A poem for the first day of Advent

I love other people’s poetry, so I hope they (dead and alive) don’t mind me quoting them for this season. Advent, as a time of waiting, seems to me a poetic season that we can choose to enter into or ignore. If you were in church today in most mainline denominations, you heard something from the gospel about “learning the lesson from the fig tree.” To me that lesson seemed to be about watching for signs of hope instead of paying attention only to how much life sucks everywhere. Yet today’s poem tells us to wait without hope…

I said to my soul, be still, and wait without hope
For hope would be hope for the wrong thing; wait without love
For love would be love of the wrong thing; there is yet faith
But the faith and the love and the hope are all in the waiting.
Wait without thought, for you are not ready for thought:
So the darkness shall be the light, and the stillness the dancing.

– T.S. Eliot, Exerpt from The Four Quartets, East Coker, III (which begins, “O Dark dark dark.
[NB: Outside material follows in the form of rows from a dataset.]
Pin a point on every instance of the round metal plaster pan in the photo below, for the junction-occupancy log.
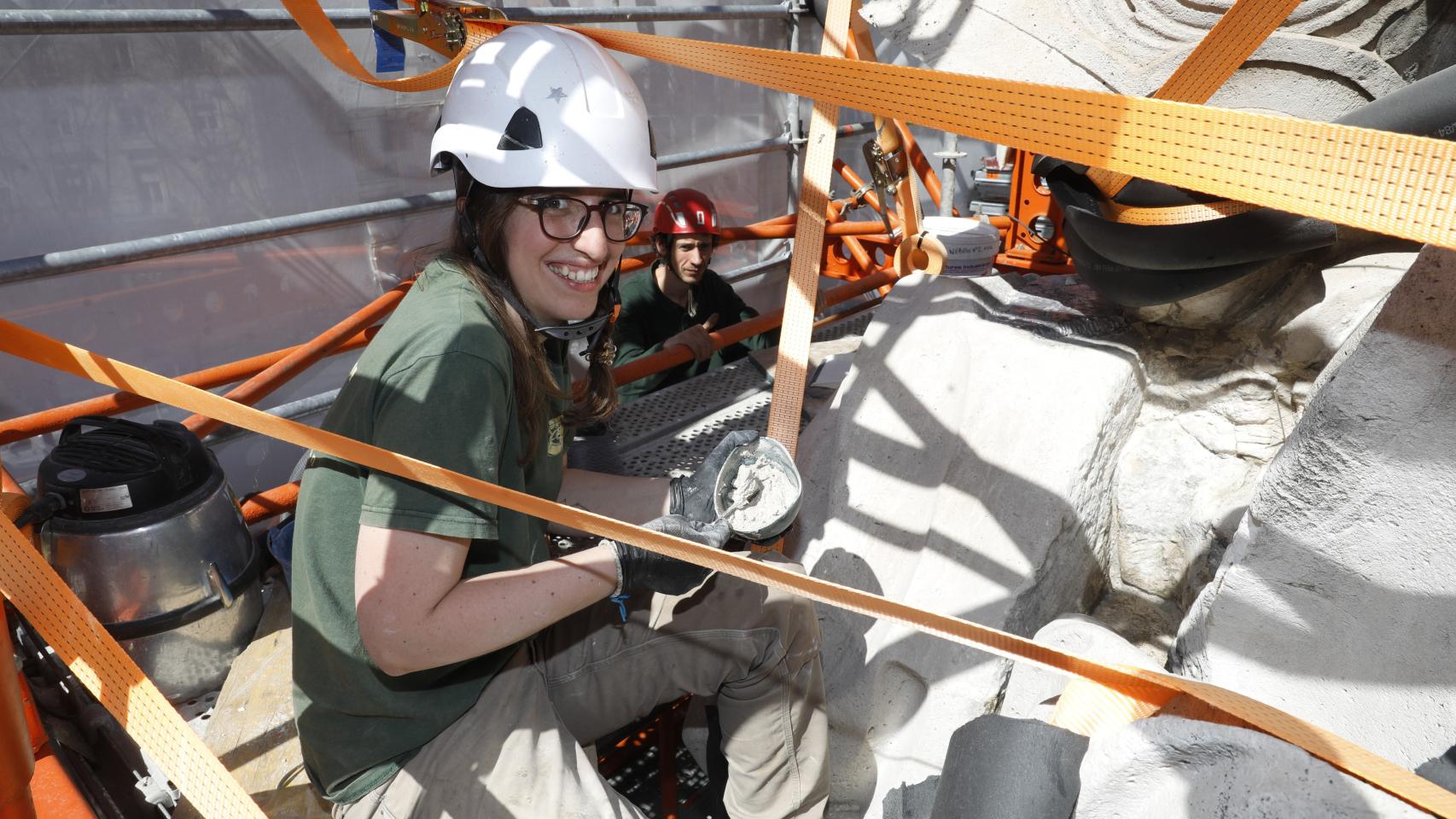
(778, 458)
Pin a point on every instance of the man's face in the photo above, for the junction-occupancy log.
(689, 256)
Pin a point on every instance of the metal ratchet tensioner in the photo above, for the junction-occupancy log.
(886, 172)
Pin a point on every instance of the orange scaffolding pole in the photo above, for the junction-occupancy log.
(16, 757)
(272, 502)
(303, 357)
(41, 422)
(286, 498)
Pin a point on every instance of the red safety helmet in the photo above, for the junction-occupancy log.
(686, 212)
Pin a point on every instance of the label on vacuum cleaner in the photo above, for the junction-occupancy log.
(105, 499)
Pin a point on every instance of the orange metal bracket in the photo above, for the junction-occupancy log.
(1031, 204)
(16, 757)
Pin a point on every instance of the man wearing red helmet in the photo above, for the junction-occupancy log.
(682, 300)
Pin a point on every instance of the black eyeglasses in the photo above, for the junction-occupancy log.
(565, 217)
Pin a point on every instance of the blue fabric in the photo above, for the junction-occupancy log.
(280, 543)
(389, 49)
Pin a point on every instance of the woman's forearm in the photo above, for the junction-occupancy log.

They all go into the dark.)

If any line says advent to me, it is in that last line: So the darkness shall be the light, and the stillness the dancing. Like so many mystics before, finding a connection between the darkness we experience in Advent as we wait in faith, hope, and love…(or in the waiting we find faith, hope and love…) That darkness shall be the light. That stillness the dancing.

I am left with questions…what are the wrong things to hope for? What are the wrong things to love? What are the thoughts I am not ready for? These are mysteries I can carry through Advent, looking for illumination in the darkness.